Trust is the hardest part of clinical AI—especially when the system is running locally in a facility without a human expert constantly looking over its shoulder.
So, how do we make Afya-Yangu AI trustworthy enough to be used in real clinical workflows?
Grounding in Kenyan Guidelines: Non-Negotiable
The first guardrail is conceptual:
Afya-Yangu AI is not allowed to invent medicine.
It must speak through Kenyan guidelines.
This shapes every design choice:
- We build our knowledge base from official Kenyan documents: child health, maternal and newborn care, TB, HIV, malaria, NCDs, and more.
- We use RAG so the model is forced to reference this material rather than free-styling based on global data.
- We require the model to cite its sources in responses, so a clinician can see where the recommendation comes from.
If the guidance doesn’t exist in the Kenyan documents we’ve loaded, the system should say so, not guess.
Prompting for Safety: What the Model Is Told to Do
Language models are heavily influenced by how you “frame” their task—what we call prompting.
We use prompting strategies to:
- Constrain the model to evidence in the provided guideline snippets.
- Ask for structured answers – e.g. “Assessment / Actions / Referral / Counselling.”
- Force explicit deferral when out of scope.
For example, the system instruction might say:
- “If you cannot find a clear answer in the provided text, explain that this is outside your scope and recommend referral or consultation with a senior clinician.”
- “Never invent drug doses or off-label uses that are not explicitly present in the guidelines.”
This is not perfect, but it substantially reduces the risk of unsafe improvisation.
De-identified Query Logs: Learning from Real Use
Every question a clinician asks—and every answer the system gives—tells us something about:
- What clinicians struggle with.
- Where guidelines may be unclear.
- How the model behaves at the edges of its competence.
Afya-Yangu AI is designed to keep de-identified logs of:
- The query text (with patient identifiers removed).
- The retrieved guideline snippets.
- The final answer returned by the model.
These logs can be:
- Reviewed by clinical and AI safety teams.

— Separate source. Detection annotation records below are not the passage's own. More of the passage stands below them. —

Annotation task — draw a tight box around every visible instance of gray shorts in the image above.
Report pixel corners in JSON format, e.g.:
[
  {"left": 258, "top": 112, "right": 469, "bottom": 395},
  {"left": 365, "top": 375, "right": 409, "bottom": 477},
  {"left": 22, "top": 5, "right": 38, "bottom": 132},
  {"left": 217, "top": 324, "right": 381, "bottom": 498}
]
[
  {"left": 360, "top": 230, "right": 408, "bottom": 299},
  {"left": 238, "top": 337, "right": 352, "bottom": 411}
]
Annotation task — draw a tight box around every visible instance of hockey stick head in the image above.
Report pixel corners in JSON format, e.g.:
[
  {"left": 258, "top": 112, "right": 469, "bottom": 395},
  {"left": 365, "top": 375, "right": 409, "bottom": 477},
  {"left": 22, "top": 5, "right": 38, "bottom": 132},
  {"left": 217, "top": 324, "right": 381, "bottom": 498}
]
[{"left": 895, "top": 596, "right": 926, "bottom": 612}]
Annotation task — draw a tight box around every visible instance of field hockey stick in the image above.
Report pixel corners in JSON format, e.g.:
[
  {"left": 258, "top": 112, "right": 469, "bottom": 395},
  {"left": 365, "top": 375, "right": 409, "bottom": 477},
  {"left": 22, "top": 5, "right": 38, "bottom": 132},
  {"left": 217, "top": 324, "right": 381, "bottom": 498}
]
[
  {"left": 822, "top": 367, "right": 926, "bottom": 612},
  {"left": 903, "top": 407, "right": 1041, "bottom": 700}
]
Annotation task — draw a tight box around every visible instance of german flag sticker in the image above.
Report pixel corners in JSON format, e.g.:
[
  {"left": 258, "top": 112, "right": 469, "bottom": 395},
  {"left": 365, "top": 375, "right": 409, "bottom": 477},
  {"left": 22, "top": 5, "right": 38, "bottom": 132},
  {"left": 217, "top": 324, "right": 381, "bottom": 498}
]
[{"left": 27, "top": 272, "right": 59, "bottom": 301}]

- Used to tune prompts, improve retrieval, or correct failure modes.
- Aggregated to understand common patterns (e.g. frequent confusion around specific conditions).
Alignment with National Digital Health and AI Strategies
Afya-Yangu AI is not just a technical experiment; it sits inside a broader policy and governance conversation:
- National digital health strategies that emphasise interoperability, equity, and local ownership.
- Emerging frameworks on AI ethics, safety, and accountability in health.
- Ongoing discussions about how to regulate clinical AI in Kenya and the region.
We envision Afya-Yangu AI as a testbed for:
- What good documentation and auditability look like in practice.
- How to involve clinicians, regulators, and patients in shaping AI tools.
- How to measure real-world impact beyond accuracy metrics.
What Afya-Yangu AI Will Never Be
Being explicit about limits is also part of safety:
- It is not a replacement for clinical training or supervision.
- It is not a final arbiter in complex cases.
- It is not a stand-alone triage tool in emergencies where seconds matter and protocols demand immediate action.
Instead, we want it to be:
A practical, auditable assistant that nudges care closer to guidelines—especially where support is limited.
Building that kind of trust is a journey, not a one-off deployment. But by grounding Afya-Yangu AI in Kenyan guidelines, transparent logs, and careful prompting, we’re taking steps in the right direction.